A city specializing in garum production
A joint team of the National Institute of Tunisian Heritage (INP) and the University of Sassari-Oristano in Italy carried out underwater surveys which uncovered streets, monuments and above all about a hundred vats for the production of „garum“, a sauce of flesh and viscera of fish, probably responsible for intestinal problems but which the Romans were very fond of.
„This discovery gave us the certainty that Neapolis was a great center of garum and salting, probably the largest center in the Roman world, and that (…) the notables of Neapolis really owed their fortune to the garum,“Mr Fantar added.
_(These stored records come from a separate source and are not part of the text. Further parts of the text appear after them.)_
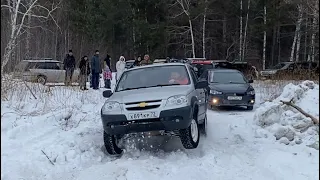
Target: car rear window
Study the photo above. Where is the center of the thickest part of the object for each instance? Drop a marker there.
(152, 76)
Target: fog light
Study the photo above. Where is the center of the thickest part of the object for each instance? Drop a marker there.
(214, 101)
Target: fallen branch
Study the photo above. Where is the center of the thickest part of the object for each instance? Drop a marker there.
(289, 103)
(47, 157)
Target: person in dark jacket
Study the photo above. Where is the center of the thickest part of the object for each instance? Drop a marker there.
(95, 70)
(84, 72)
(69, 66)
(107, 60)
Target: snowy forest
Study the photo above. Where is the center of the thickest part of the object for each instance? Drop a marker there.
(262, 32)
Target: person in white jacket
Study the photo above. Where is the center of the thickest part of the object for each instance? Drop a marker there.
(120, 66)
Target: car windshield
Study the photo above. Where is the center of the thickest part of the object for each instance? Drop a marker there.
(279, 66)
(226, 77)
(153, 77)
(129, 64)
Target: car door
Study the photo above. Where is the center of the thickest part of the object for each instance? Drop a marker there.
(202, 99)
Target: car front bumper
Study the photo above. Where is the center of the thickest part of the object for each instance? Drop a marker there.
(169, 120)
(222, 100)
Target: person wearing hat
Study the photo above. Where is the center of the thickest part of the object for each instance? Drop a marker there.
(84, 72)
(96, 69)
(69, 66)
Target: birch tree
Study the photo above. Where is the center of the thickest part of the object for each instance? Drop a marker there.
(19, 11)
(264, 36)
(296, 34)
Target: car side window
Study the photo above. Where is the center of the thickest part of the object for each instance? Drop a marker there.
(193, 75)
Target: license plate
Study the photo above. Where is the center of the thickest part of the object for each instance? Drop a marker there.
(234, 97)
(145, 115)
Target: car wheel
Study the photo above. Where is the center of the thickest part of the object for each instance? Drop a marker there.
(190, 136)
(42, 80)
(250, 108)
(204, 127)
(111, 144)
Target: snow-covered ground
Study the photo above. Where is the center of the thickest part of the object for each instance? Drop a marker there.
(64, 123)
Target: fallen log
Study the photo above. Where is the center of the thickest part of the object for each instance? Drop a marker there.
(289, 103)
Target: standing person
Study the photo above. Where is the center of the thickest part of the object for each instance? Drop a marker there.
(84, 72)
(146, 60)
(108, 60)
(120, 66)
(137, 61)
(107, 76)
(95, 70)
(69, 65)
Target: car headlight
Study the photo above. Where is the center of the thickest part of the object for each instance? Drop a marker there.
(177, 100)
(215, 92)
(252, 92)
(111, 106)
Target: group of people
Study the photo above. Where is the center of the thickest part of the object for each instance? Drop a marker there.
(87, 68)
(94, 68)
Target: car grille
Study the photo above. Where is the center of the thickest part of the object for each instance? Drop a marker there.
(134, 106)
(235, 94)
(142, 108)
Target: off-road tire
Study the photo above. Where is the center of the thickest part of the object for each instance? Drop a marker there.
(110, 142)
(204, 126)
(41, 80)
(186, 137)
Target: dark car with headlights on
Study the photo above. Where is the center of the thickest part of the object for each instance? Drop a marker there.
(229, 87)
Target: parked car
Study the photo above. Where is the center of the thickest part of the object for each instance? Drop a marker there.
(159, 61)
(43, 71)
(248, 70)
(143, 104)
(200, 66)
(292, 70)
(130, 64)
(229, 87)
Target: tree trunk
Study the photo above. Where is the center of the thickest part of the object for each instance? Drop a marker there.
(224, 36)
(264, 37)
(192, 39)
(240, 35)
(298, 25)
(204, 35)
(299, 35)
(245, 33)
(314, 31)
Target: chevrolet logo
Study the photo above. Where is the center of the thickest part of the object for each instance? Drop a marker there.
(143, 104)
The garum has been exported across almost the entire Mediterranean and has built bridges between different cities“ in the region, according to the researcher.
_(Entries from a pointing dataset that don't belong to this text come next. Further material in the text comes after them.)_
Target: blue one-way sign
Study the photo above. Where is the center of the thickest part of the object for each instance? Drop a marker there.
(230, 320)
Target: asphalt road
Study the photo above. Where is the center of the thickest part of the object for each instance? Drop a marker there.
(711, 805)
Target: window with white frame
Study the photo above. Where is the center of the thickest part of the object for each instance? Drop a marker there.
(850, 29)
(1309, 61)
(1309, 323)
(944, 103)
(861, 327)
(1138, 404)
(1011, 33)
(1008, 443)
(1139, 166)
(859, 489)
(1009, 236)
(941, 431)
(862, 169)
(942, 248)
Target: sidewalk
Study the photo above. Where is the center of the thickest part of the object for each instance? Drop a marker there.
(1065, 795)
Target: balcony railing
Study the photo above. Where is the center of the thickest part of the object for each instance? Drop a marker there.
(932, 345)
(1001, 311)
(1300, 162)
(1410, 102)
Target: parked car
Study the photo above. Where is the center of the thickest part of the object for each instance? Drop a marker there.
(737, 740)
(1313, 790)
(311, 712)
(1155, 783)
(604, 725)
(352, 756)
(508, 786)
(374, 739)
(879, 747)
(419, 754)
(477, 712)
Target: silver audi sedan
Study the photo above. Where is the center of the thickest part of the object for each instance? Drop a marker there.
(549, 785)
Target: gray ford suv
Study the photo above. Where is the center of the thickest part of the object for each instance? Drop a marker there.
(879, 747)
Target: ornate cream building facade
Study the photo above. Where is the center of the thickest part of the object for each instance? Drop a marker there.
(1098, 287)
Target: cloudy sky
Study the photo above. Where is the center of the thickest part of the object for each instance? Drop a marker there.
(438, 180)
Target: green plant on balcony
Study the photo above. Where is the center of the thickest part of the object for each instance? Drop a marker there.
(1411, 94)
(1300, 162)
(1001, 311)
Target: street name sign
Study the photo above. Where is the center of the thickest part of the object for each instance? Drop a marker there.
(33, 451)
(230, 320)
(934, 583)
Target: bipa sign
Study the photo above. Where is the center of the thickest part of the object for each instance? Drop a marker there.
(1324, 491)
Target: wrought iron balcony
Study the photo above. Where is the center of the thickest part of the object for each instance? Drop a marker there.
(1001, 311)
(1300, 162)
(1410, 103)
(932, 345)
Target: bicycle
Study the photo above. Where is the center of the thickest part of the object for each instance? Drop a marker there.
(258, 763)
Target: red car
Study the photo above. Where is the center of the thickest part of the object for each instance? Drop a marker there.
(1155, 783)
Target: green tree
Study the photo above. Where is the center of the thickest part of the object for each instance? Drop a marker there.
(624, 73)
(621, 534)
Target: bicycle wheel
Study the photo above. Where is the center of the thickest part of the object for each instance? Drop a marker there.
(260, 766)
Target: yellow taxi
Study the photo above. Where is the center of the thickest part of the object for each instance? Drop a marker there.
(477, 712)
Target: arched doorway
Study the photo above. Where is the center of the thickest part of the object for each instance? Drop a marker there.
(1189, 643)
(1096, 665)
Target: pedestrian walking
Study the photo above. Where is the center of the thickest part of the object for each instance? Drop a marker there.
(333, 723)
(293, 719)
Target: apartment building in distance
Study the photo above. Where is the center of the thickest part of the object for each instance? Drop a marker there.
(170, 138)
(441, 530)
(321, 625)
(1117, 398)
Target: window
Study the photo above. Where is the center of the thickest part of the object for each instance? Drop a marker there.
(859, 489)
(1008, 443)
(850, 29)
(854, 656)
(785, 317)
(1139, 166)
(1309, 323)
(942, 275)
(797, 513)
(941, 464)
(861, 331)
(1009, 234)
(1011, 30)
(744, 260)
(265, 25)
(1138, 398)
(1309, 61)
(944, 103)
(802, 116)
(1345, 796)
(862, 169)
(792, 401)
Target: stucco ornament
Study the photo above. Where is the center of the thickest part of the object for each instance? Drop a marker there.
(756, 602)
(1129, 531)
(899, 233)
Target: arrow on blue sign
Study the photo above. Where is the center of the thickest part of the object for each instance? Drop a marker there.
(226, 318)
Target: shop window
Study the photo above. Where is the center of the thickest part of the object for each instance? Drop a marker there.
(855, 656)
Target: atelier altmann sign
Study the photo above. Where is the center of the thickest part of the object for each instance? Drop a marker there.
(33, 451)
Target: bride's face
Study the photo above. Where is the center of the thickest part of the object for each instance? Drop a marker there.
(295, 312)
An earthquake that also affected Alexandria and Crete
The mission began in 2010, first to try to find the port of the sunken city which was at first a Carthaginian counter evoked by the Greek historian Thucydides before becoming a colony of the Roman Empire. 7 years after the beginning of the mission and thanks to climatic conditions favorable to underwater research the archaeologists discovered the 20 hectares of vestiges near the shore of the city Nabeul in the northeast of the Tunisia.
The team now has „the certainty that Neapolis suffered from this earthquake“, which according to the historian Ammianus Marcellin, dated July 21, 365 AD, and which touched Alexandria and Crete, said Mr. Fantar. The tsunami that followed the earthquake immersed part of the city, which led to the relocation of curing activities. Today, “ the most important is not to excavate but to preserve “ these remains, to make “ an archaeological reserve for future generations ,“ said Mr. Fantar.